Comme c’est la combinaison des bits d’un pixel figurant dans les bitplanes qui donne le numéro de la couleur dans laquelle ce pixel doit être affiché, chacune des faces peut ainsi être affichée dans une couleur particulière, moyennant un petit arbitrage attribuant les pixels du côté commun à A et B à l’une ou l’autre de ces faces – le remplissage est un exclusive-fill. Au final, il n’a ainsi fallu que deux opérations de remplissage au Blitter, et non trois, pour remplir trois faces de couleurs distinctes :
Coloration des faces visibles

Un fonctionnement en parallèle du CPU

Pour terminer sur le Blitter, il faut noter que fonctionnant en parallèle du processeur car disposant d’un accès direct en mémoire (DMA) – il est même possible d’interdire au CPU de lui voler des cycles d’accès à la mémoire -, il suffit de lancer une copie (avec ou sans remplissage) ou un tracé de lignes et reprendre comme si de rien n’était. In fine, il faut bien s’assurer que le Blitter avait terminé sa tâche, ce qui s’effectue en testant un bit du registre de contrôle DMACONR.

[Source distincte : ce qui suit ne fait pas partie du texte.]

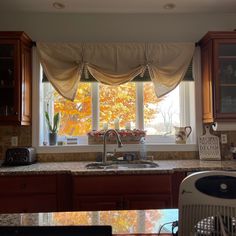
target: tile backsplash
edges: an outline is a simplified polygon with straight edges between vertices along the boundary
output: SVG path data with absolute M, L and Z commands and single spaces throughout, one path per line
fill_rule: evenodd
M 222 159 L 231 159 L 231 143 L 236 146 L 236 131 L 214 132 L 220 137 L 220 134 L 227 134 L 228 143 L 221 145 Z M 18 146 L 31 146 L 31 126 L 0 126 L 0 159 L 4 159 L 6 149 L 11 147 L 11 138 L 18 137 Z M 39 161 L 75 161 L 75 160 L 96 160 L 101 153 L 44 153 L 38 154 Z M 197 159 L 198 152 L 148 152 L 148 155 L 154 159 Z

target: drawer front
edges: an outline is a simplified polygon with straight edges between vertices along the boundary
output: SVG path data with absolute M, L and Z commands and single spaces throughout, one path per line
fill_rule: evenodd
M 171 175 L 75 176 L 74 194 L 171 193 Z
M 15 195 L 0 197 L 0 213 L 57 211 L 57 198 L 53 194 Z
M 0 194 L 56 193 L 56 176 L 0 176 Z
M 123 199 L 119 196 L 84 196 L 73 198 L 73 210 L 99 211 L 120 210 L 123 208 Z

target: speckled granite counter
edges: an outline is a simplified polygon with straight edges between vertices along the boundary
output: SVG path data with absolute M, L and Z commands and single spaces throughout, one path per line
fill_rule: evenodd
M 91 170 L 86 169 L 88 162 L 42 162 L 28 166 L 0 167 L 0 175 L 14 174 L 55 174 L 72 175 L 119 175 L 119 174 L 158 174 L 173 172 L 194 172 L 203 170 L 236 170 L 236 161 L 200 161 L 200 160 L 159 160 L 154 169 Z
M 177 209 L 0 214 L 0 226 L 111 225 L 113 234 L 154 234 L 176 220 Z

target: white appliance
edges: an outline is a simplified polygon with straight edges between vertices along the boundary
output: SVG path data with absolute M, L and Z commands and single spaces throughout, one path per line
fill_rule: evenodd
M 178 235 L 236 236 L 236 172 L 196 172 L 182 181 Z

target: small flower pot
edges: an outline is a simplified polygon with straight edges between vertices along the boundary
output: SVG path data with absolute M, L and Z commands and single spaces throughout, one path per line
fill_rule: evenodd
M 57 133 L 49 133 L 48 139 L 49 139 L 49 145 L 56 145 L 56 143 L 57 143 Z

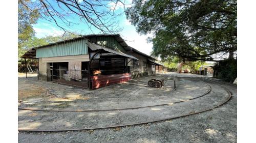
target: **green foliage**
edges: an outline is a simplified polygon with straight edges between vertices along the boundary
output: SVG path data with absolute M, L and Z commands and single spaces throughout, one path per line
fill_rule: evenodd
M 237 61 L 229 59 L 220 62 L 214 66 L 214 70 L 217 72 L 215 77 L 232 82 L 237 77 Z
M 23 3 L 29 5 L 31 1 L 23 1 Z M 39 15 L 37 13 L 38 9 L 35 8 L 31 11 L 25 7 L 20 1 L 18 1 L 18 43 L 28 40 L 35 35 L 32 25 L 37 23 Z
M 236 0 L 135 0 L 125 13 L 139 33 L 154 32 L 148 40 L 161 59 L 216 61 L 237 51 Z

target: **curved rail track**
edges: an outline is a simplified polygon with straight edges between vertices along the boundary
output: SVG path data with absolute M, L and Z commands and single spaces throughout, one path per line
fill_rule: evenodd
M 169 75 L 167 77 L 166 81 L 168 80 L 168 78 L 170 77 L 170 76 L 171 75 Z M 175 87 L 176 87 L 176 85 L 175 85 L 176 83 L 175 83 L 175 77 L 176 77 L 176 74 L 174 76 Z M 202 94 L 200 96 L 199 96 L 198 97 L 196 97 L 190 98 L 189 99 L 187 99 L 187 100 L 182 100 L 177 101 L 177 102 L 168 102 L 168 103 L 164 103 L 164 104 L 150 105 L 150 106 L 139 106 L 139 107 L 124 108 L 98 109 L 98 110 L 47 110 L 47 109 L 33 109 L 33 108 L 18 108 L 18 109 L 19 109 L 19 110 L 32 110 L 32 111 L 52 111 L 52 112 L 96 112 L 96 111 L 135 109 L 139 109 L 139 108 L 148 108 L 148 107 L 153 107 L 161 106 L 164 106 L 164 105 L 170 105 L 170 104 L 177 104 L 177 103 L 182 103 L 182 102 L 187 101 L 194 100 L 194 99 L 196 99 L 197 98 L 202 97 L 209 94 L 210 92 L 210 91 L 211 91 L 211 86 L 209 84 L 207 84 L 207 83 L 202 81 L 202 80 L 201 80 L 202 81 L 203 81 L 203 82 L 205 83 L 209 87 L 209 89 L 206 93 L 205 93 L 203 94 Z M 166 83 L 166 81 L 165 81 L 165 83 Z
M 205 81 L 203 81 L 203 80 L 205 81 L 207 81 L 208 82 L 214 82 L 210 80 L 207 80 L 207 79 L 203 79 L 202 78 L 201 78 L 201 79 L 200 79 L 202 80 L 203 82 L 205 82 Z M 203 80 L 202 80 L 203 79 Z M 205 82 L 206 83 L 206 82 Z M 206 83 L 206 84 L 208 84 L 208 83 Z M 28 131 L 28 132 L 62 132 L 62 131 L 81 131 L 81 130 L 96 130 L 96 129 L 109 129 L 109 128 L 117 128 L 117 127 L 125 127 L 125 126 L 136 126 L 136 125 L 142 125 L 142 124 L 148 124 L 150 123 L 154 123 L 154 122 L 161 122 L 161 121 L 164 121 L 166 120 L 172 120 L 172 119 L 177 119 L 177 118 L 182 118 L 182 117 L 185 117 L 187 116 L 189 116 L 192 115 L 195 115 L 195 114 L 198 114 L 199 113 L 202 113 L 203 112 L 205 112 L 207 111 L 209 111 L 210 110 L 212 110 L 214 108 L 217 108 L 220 106 L 223 105 L 223 104 L 225 104 L 227 103 L 231 98 L 232 95 L 230 91 L 226 88 L 223 87 L 221 85 L 220 85 L 219 83 L 214 83 L 214 84 L 217 84 L 223 88 L 224 88 L 227 92 L 228 94 L 228 96 L 226 98 L 226 99 L 223 102 L 222 102 L 219 104 L 219 105 L 216 105 L 212 107 L 205 109 L 203 109 L 202 110 L 197 111 L 197 112 L 194 112 L 192 113 L 189 113 L 188 114 L 186 115 L 183 115 L 181 116 L 177 116 L 176 117 L 172 117 L 172 118 L 165 118 L 165 119 L 162 119 L 161 120 L 153 120 L 153 121 L 150 121 L 148 122 L 140 122 L 140 123 L 133 123 L 133 124 L 124 124 L 124 125 L 117 125 L 117 126 L 105 126 L 105 127 L 95 127 L 95 128 L 76 128 L 76 129 L 56 129 L 56 130 L 52 130 L 52 129 L 44 129 L 44 130 L 40 130 L 40 129 L 18 129 L 18 131 Z M 209 85 L 209 84 L 208 84 Z M 210 85 L 209 85 L 210 86 Z M 209 93 L 210 92 L 210 91 L 209 91 Z M 208 94 L 208 93 L 207 93 Z M 195 99 L 196 98 L 199 98 L 200 97 L 202 97 L 204 95 L 201 95 L 199 97 L 197 97 L 196 98 L 194 98 L 193 99 Z M 193 100 L 192 99 L 190 99 Z M 177 102 L 177 103 L 180 103 L 184 102 L 185 101 L 181 101 L 179 102 Z M 168 104 L 164 104 L 164 105 L 167 105 Z M 148 107 L 151 107 L 151 106 L 149 106 Z M 47 110 L 43 110 L 43 111 L 47 111 Z M 90 111 L 92 111 L 92 110 L 90 110 Z

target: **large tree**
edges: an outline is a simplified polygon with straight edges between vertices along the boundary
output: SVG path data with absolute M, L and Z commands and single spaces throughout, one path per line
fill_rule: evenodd
M 24 1 L 23 3 L 31 3 L 30 0 Z M 18 43 L 20 43 L 28 40 L 35 35 L 32 24 L 36 24 L 39 18 L 37 14 L 38 9 L 33 9 L 31 11 L 25 6 L 20 1 L 18 1 Z
M 153 54 L 162 60 L 219 61 L 236 53 L 236 1 L 134 0 L 125 13 L 138 33 L 155 34 Z

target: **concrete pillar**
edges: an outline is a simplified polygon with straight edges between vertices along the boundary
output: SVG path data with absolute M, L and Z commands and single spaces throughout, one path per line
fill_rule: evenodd
M 47 81 L 47 69 L 50 69 L 50 63 L 42 63 L 42 58 L 39 58 L 38 68 L 40 80 Z M 48 72 L 50 72 L 50 70 Z

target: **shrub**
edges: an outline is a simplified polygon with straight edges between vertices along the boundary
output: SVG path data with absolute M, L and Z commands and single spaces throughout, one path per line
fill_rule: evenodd
M 217 63 L 214 70 L 215 77 L 232 82 L 237 77 L 237 60 L 228 59 Z

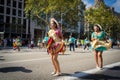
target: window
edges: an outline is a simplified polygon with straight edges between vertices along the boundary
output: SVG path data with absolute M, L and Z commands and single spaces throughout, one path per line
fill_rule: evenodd
M 0 0 L 0 4 L 1 4 L 1 5 L 4 5 L 4 0 Z
M 16 15 L 16 9 L 13 9 L 13 11 L 12 11 L 13 13 L 13 15 Z
M 23 25 L 26 27 L 26 19 L 23 20 Z
M 18 8 L 22 9 L 22 3 L 21 2 L 18 3 Z
M 6 23 L 10 23 L 10 16 L 6 16 Z
M 22 11 L 18 10 L 18 16 L 22 16 Z
M 4 13 L 4 7 L 0 6 L 0 13 Z
M 4 22 L 4 16 L 0 15 L 0 22 Z
M 13 1 L 13 7 L 16 7 L 16 1 L 15 0 Z
M 7 6 L 11 6 L 11 0 L 7 0 Z
M 21 29 L 22 29 L 22 26 L 21 25 L 17 25 L 17 33 L 21 33 Z
M 4 24 L 0 24 L 0 32 L 4 32 Z
M 16 18 L 12 17 L 12 23 L 16 24 Z
M 5 25 L 5 32 L 10 32 L 10 24 Z
M 10 8 L 7 8 L 6 10 L 7 10 L 6 13 L 10 14 Z
M 21 18 L 18 18 L 18 24 L 21 24 Z
M 11 25 L 11 32 L 16 33 L 16 25 L 15 24 Z

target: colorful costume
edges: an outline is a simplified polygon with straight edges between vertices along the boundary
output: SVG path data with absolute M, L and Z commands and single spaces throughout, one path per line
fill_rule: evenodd
M 48 44 L 47 44 L 47 49 L 48 49 L 48 53 L 59 53 L 65 52 L 65 47 L 64 47 L 64 42 L 62 41 L 62 39 L 59 36 L 62 36 L 62 33 L 60 32 L 59 29 L 57 30 L 53 30 L 51 29 L 48 32 Z
M 91 47 L 94 50 L 97 51 L 104 51 L 111 47 L 111 42 L 106 42 L 104 40 L 105 38 L 105 32 L 101 31 L 100 34 L 96 34 L 95 32 L 92 33 L 92 38 L 95 39 L 91 43 Z

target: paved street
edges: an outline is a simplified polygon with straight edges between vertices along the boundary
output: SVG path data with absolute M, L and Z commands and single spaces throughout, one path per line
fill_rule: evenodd
M 104 70 L 98 71 L 90 50 L 67 50 L 65 55 L 59 55 L 62 75 L 53 77 L 50 75 L 53 66 L 45 49 L 0 50 L 0 80 L 120 80 L 120 49 L 105 51 L 103 59 Z M 114 63 L 118 63 L 117 66 L 106 66 Z M 87 75 L 83 75 L 85 71 Z M 67 76 L 75 78 L 65 78 Z

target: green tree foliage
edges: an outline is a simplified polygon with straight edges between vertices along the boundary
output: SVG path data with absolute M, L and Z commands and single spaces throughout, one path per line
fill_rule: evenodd
M 102 3 L 99 8 L 86 10 L 85 19 L 90 23 L 91 29 L 94 24 L 100 24 L 109 35 L 114 34 L 114 28 L 120 31 L 120 19 Z
M 81 0 L 26 0 L 25 13 L 28 15 L 30 12 L 33 19 L 39 18 L 46 25 L 49 25 L 50 17 L 57 16 L 60 20 L 61 14 L 65 13 L 65 18 L 73 25 L 74 20 L 78 20 L 76 9 L 80 2 Z

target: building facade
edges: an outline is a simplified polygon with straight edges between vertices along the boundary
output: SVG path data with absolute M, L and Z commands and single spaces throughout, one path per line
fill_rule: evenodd
M 4 33 L 4 38 L 28 37 L 24 4 L 24 0 L 0 0 L 0 32 Z

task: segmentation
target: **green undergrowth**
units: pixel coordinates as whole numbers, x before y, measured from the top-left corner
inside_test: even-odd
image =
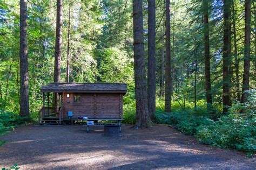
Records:
[[[251,109],[240,112],[241,105],[230,108],[228,114],[213,121],[200,108],[156,113],[156,123],[171,125],[181,132],[194,135],[200,141],[221,148],[246,152],[251,155],[256,151],[256,115]]]
[[[0,112],[0,136],[14,131],[18,125],[26,124],[30,122],[28,117],[20,117],[12,112]],[[0,146],[5,143],[5,141],[0,141]]]

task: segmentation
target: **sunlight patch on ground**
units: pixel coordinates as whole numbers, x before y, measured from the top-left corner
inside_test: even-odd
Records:
[[[34,141],[37,141],[37,140],[18,140],[18,141],[11,141],[11,143],[19,144],[19,143],[24,143],[26,142],[31,142]]]

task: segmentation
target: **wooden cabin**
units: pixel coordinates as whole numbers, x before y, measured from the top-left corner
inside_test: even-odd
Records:
[[[63,120],[84,117],[94,120],[121,119],[123,96],[126,90],[124,83],[49,84],[41,89],[43,107],[38,112],[38,121],[60,124]],[[52,102],[54,98],[57,102]]]

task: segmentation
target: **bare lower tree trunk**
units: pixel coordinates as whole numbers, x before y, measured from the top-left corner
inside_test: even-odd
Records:
[[[21,116],[29,116],[29,72],[26,24],[26,0],[20,1],[19,61],[21,69]]]
[[[133,1],[133,50],[134,61],[135,95],[136,100],[136,129],[149,128],[151,121],[149,115],[144,60],[142,0]]]
[[[160,96],[164,95],[164,47],[161,48],[161,81],[160,82]]]
[[[156,1],[149,0],[147,101],[151,117],[156,112]]]
[[[54,53],[53,82],[60,82],[61,47],[62,42],[62,0],[57,0],[56,33],[55,37],[55,51]],[[58,105],[58,95],[53,94],[53,106]]]
[[[235,91],[237,92],[236,95],[237,100],[241,101],[241,96],[239,92],[239,61],[238,59],[237,55],[237,32],[235,30],[235,10],[234,1],[232,1],[232,26],[233,26],[233,32],[234,38],[234,58],[235,60],[234,63],[234,69],[235,74]]]
[[[227,107],[231,106],[230,84],[231,75],[230,66],[231,66],[231,58],[230,53],[231,47],[230,43],[230,2],[224,1],[224,31],[223,31],[223,112],[226,113]]]
[[[194,60],[196,63],[196,68],[194,71],[194,107],[197,108],[197,49],[195,50],[194,52]]]
[[[165,111],[171,111],[171,33],[170,18],[170,0],[165,2]]]
[[[56,34],[55,37],[55,52],[54,54],[55,82],[60,82],[60,61],[62,35],[62,0],[57,0]]]
[[[211,70],[209,41],[208,0],[204,0],[204,35],[205,74],[205,93],[208,108],[212,108],[212,98],[211,87]]]
[[[4,110],[5,110],[5,107],[6,107],[6,100],[7,100],[7,93],[8,92],[9,83],[9,80],[10,80],[10,76],[11,75],[11,66],[12,66],[12,63],[13,63],[13,61],[12,61],[11,65],[10,65],[10,67],[9,67],[9,72],[8,72],[8,76],[7,80],[6,80],[6,88],[5,88],[5,95],[4,95],[4,105],[3,106],[3,112],[4,111]]]
[[[164,16],[164,13],[165,11],[165,0],[164,0],[164,6],[163,9],[163,15]],[[163,17],[163,32],[164,33],[165,32],[165,22],[164,17]],[[163,39],[163,44],[164,44],[164,40]],[[161,48],[161,81],[160,81],[160,96],[164,97],[164,66],[165,66],[165,55],[164,55],[164,52],[165,52],[165,48],[163,46]]]
[[[69,23],[68,30],[68,52],[66,57],[66,82],[69,82],[69,61],[70,61],[70,10],[71,8],[71,4],[69,0]]]
[[[242,79],[241,102],[245,103],[248,100],[249,90],[250,62],[251,52],[251,0],[245,2],[245,56],[244,59],[244,76]]]

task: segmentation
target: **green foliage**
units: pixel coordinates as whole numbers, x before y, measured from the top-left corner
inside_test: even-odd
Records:
[[[0,112],[0,136],[8,133],[10,131],[14,131],[14,128],[18,125],[26,124],[30,120],[26,117],[20,117],[17,114],[11,112]],[[5,141],[0,141],[0,146]]]
[[[256,151],[256,115],[232,114],[212,124],[201,124],[196,136],[206,144],[252,153]]]
[[[200,109],[182,110],[177,111],[155,114],[155,122],[157,123],[172,125],[181,132],[187,134],[194,134],[197,132],[197,128],[201,124],[209,125],[213,121],[206,116],[199,116],[201,115]]]
[[[129,104],[124,105],[124,114],[123,118],[123,123],[128,124],[134,124],[136,122],[136,106],[135,101]]]
[[[205,108],[200,107],[171,113],[157,112],[155,122],[172,125],[185,134],[194,135],[204,143],[251,155],[256,151],[256,97],[254,90],[248,93],[248,103],[234,105],[228,115],[221,116],[215,122],[209,118]]]

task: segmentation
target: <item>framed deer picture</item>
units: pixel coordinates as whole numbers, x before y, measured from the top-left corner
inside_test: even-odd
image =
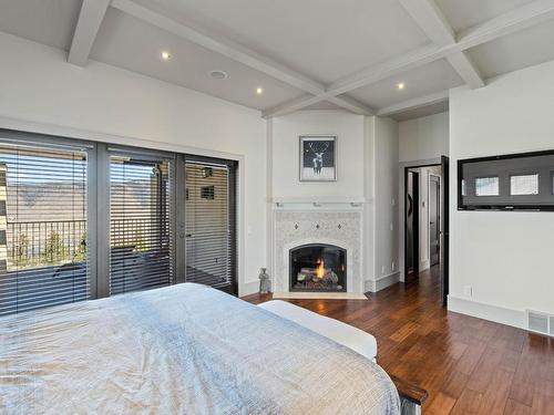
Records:
[[[300,135],[300,181],[337,180],[337,136]]]

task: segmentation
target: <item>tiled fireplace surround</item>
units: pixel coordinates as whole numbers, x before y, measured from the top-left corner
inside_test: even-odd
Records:
[[[309,206],[309,205],[308,205]],[[289,251],[308,243],[328,243],[347,250],[347,290],[363,293],[362,209],[350,204],[334,207],[284,207],[274,209],[274,291],[289,291]]]

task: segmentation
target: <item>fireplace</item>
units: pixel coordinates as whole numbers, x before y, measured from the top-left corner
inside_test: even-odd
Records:
[[[347,291],[347,251],[324,243],[290,249],[290,291]]]

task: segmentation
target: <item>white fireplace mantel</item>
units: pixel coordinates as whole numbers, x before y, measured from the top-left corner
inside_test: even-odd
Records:
[[[301,209],[274,209],[274,291],[289,291],[290,249],[308,243],[328,243],[347,250],[347,292],[363,293],[362,209],[331,209],[329,206],[321,209],[300,205]]]

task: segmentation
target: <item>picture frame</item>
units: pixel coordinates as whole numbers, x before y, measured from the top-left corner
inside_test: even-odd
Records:
[[[337,181],[337,135],[300,135],[300,181]]]

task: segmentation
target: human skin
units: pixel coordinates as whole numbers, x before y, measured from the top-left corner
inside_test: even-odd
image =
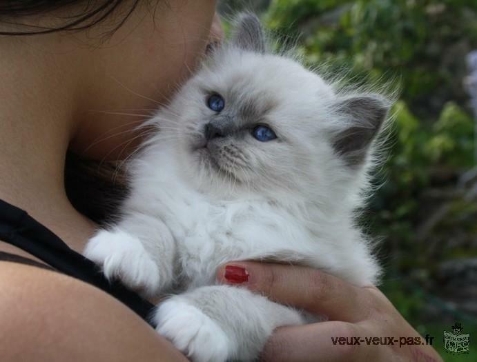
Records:
[[[108,21],[111,23],[87,32],[0,37],[0,199],[26,210],[77,252],[83,250],[97,225],[77,212],[66,197],[64,167],[68,148],[100,161],[129,156],[141,141],[134,126],[142,119],[118,113],[140,114],[166,103],[193,71],[206,44],[222,36],[217,23],[213,24],[215,1],[167,3],[159,2],[155,11],[141,6],[104,42],[102,36],[113,18]],[[56,21],[48,17],[27,20],[50,25]],[[1,241],[0,251],[35,259]],[[276,274],[276,266],[255,268],[251,270],[257,272],[251,274],[251,283],[259,275]],[[330,290],[343,288],[344,293],[349,288],[333,279],[327,284],[332,290],[306,294],[296,290],[296,278],[316,286],[313,272],[297,274],[296,269],[283,268],[271,286],[257,281],[256,290],[278,289],[280,293],[270,295],[284,303],[300,292],[304,299],[291,301],[322,310],[320,295],[330,301],[335,296]],[[312,296],[316,299],[309,300]],[[359,305],[357,313],[366,314],[379,305],[382,318],[399,323],[370,321],[370,334],[415,334],[391,303],[380,298],[364,298],[359,304],[343,305],[342,310],[350,308],[351,312]],[[64,361],[66,354],[68,361],[184,359],[137,316],[102,291],[64,275],[12,263],[0,262],[0,325],[2,361]],[[313,341],[325,325],[329,333],[338,335],[342,331],[338,325],[326,323],[280,328],[264,355],[273,361],[286,360],[293,353],[313,355]],[[278,345],[274,341],[284,340],[289,341],[282,343],[286,348],[273,347]],[[404,353],[401,350],[396,353]],[[332,352],[337,361],[349,360],[344,349]],[[433,356],[431,352],[426,350]],[[402,356],[405,360],[407,355]]]

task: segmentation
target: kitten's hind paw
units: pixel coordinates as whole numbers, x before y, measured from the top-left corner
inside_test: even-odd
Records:
[[[156,330],[194,362],[222,362],[234,344],[217,323],[180,296],[161,303],[155,316]]]
[[[160,288],[157,264],[140,240],[124,231],[101,230],[91,238],[84,254],[102,268],[108,279],[118,279],[146,296]]]

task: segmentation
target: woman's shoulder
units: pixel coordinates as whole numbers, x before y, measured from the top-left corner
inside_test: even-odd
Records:
[[[186,361],[127,307],[65,274],[0,262],[0,291],[2,361]]]

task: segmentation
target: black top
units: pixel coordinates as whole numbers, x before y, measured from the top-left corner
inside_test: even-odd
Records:
[[[154,305],[119,281],[108,281],[93,261],[70,249],[26,211],[2,200],[0,200],[0,241],[25,250],[59,272],[102,289],[153,325],[149,317]],[[0,252],[1,260],[25,263],[30,259]],[[26,263],[35,266],[40,265],[33,261]]]

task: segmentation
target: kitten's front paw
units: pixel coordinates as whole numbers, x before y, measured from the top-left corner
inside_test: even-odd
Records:
[[[155,321],[157,332],[194,362],[224,361],[235,350],[214,321],[181,297],[160,304]]]
[[[101,230],[91,238],[84,256],[99,265],[108,279],[148,296],[160,288],[159,268],[139,239],[121,230]]]

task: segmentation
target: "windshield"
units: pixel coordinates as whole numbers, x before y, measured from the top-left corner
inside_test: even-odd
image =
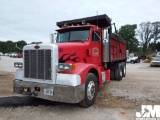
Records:
[[[87,41],[89,30],[59,31],[56,42]]]

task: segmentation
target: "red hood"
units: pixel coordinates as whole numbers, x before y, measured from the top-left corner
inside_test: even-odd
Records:
[[[56,43],[59,63],[85,62],[86,47],[82,42]]]

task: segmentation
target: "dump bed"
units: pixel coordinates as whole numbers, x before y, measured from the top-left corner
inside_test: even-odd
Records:
[[[112,33],[109,41],[109,61],[115,62],[126,59],[126,41]]]

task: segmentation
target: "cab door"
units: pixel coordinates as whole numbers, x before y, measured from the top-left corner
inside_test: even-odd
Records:
[[[91,62],[101,65],[102,30],[93,29],[91,36]]]

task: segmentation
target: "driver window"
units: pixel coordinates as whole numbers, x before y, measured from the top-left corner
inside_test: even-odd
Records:
[[[100,40],[100,33],[98,31],[92,32],[92,41],[98,42]]]

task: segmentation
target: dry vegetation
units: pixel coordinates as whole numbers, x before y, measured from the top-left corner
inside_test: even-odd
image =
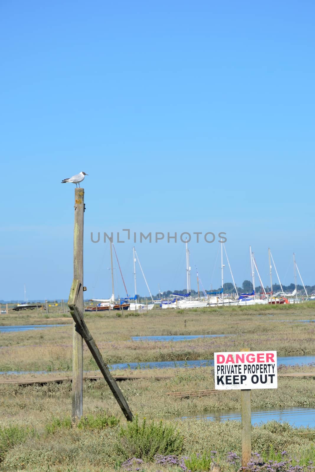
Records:
[[[168,310],[156,310],[136,316],[124,313],[121,317],[115,313],[105,316],[86,313],[85,319],[104,360],[109,363],[210,359],[215,351],[238,350],[245,346],[276,349],[278,355],[302,355],[315,353],[315,323],[298,320],[314,319],[314,306],[307,303],[284,307],[260,307],[259,310],[254,307],[172,311],[171,316]],[[70,321],[61,314],[50,314],[50,317],[52,319],[43,316],[39,318],[36,313],[12,313],[2,315],[1,321],[9,325],[68,323]],[[278,321],[282,320],[286,322]],[[129,340],[131,336],[208,333],[234,336],[172,343]],[[1,335],[0,370],[71,369],[71,341],[72,328],[67,326]],[[84,355],[85,368],[94,369],[89,353],[85,351]],[[285,371],[298,370],[296,367]],[[314,369],[306,367],[302,370],[314,371]],[[283,369],[281,371],[285,371]],[[213,388],[211,369],[208,367],[145,370],[141,373],[146,378],[124,381],[119,384],[140,422],[145,417],[148,423],[154,421],[158,425],[162,419],[163,424],[176,428],[183,437],[181,455],[194,457],[195,453],[217,450],[213,460],[223,466],[223,470],[236,471],[239,464],[229,464],[226,456],[230,451],[240,454],[239,423],[181,418],[210,412],[239,410],[239,392],[218,391],[209,396],[181,399],[166,395],[169,392]],[[128,372],[134,376],[139,373]],[[170,378],[157,381],[154,378],[157,375]],[[33,376],[34,378],[36,376]],[[1,376],[2,379],[7,377]],[[314,379],[311,378],[280,378],[278,385],[277,390],[267,393],[264,390],[253,390],[253,408],[315,407]],[[119,447],[122,441],[126,454],[132,453],[130,444],[126,439],[124,442],[124,437],[120,434],[120,428],[124,427],[126,421],[105,381],[85,382],[84,415],[89,418],[90,415],[90,419],[86,421],[84,428],[76,430],[67,426],[71,410],[71,389],[69,382],[27,387],[0,384],[0,449],[1,444],[5,446],[2,446],[0,470],[101,472],[120,470],[123,472],[126,470],[121,464],[126,457]],[[104,425],[100,427],[97,419],[99,420],[102,415],[106,418],[113,415],[119,420],[119,424],[113,421],[109,425],[103,421]],[[4,442],[2,443],[1,431],[7,432],[5,437],[2,434]],[[286,449],[302,465],[310,459],[314,460],[315,438],[314,430],[295,429],[287,425],[271,423],[253,429],[254,451],[272,458],[275,451],[280,452]],[[205,470],[200,464],[198,466],[199,469],[195,470]],[[182,470],[178,465],[162,466],[147,461],[138,468],[152,472]],[[133,470],[136,470],[135,465]]]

Dans la cracktro, ce test revient fréquemment si bien que pour s’éviter d’en faire une routine à laquelle il aurait fallu sauter puis revenir en perdant des cycles d’exécution, elle figure sous la forme d’une macro (le test est doublé pour une bonne raison présentée ici) :
WAITBLIT:	macro
Wait_Blit0\@
		btst #14,DMACONR(a5)
		bne Wait_Blit0\@
Wait_Blit1\@
		btst #14,DMACONR(a5)
		bne Wait_Blit1\@
		endm
D’une manière générale, il n’y avait pas de petites économies en cycles d’exécution pour « tenir dans la trame » (ie : s’assurer qu’une image était reproduite à chaque balayage de l’écran, soit 50 fois par seconde dans le monde PAL, pour produire une animation fluide à l’écran), ce qui conduisait à privilégier la répétition de code, donc les macros telles que WAITBLIT, sur les routines.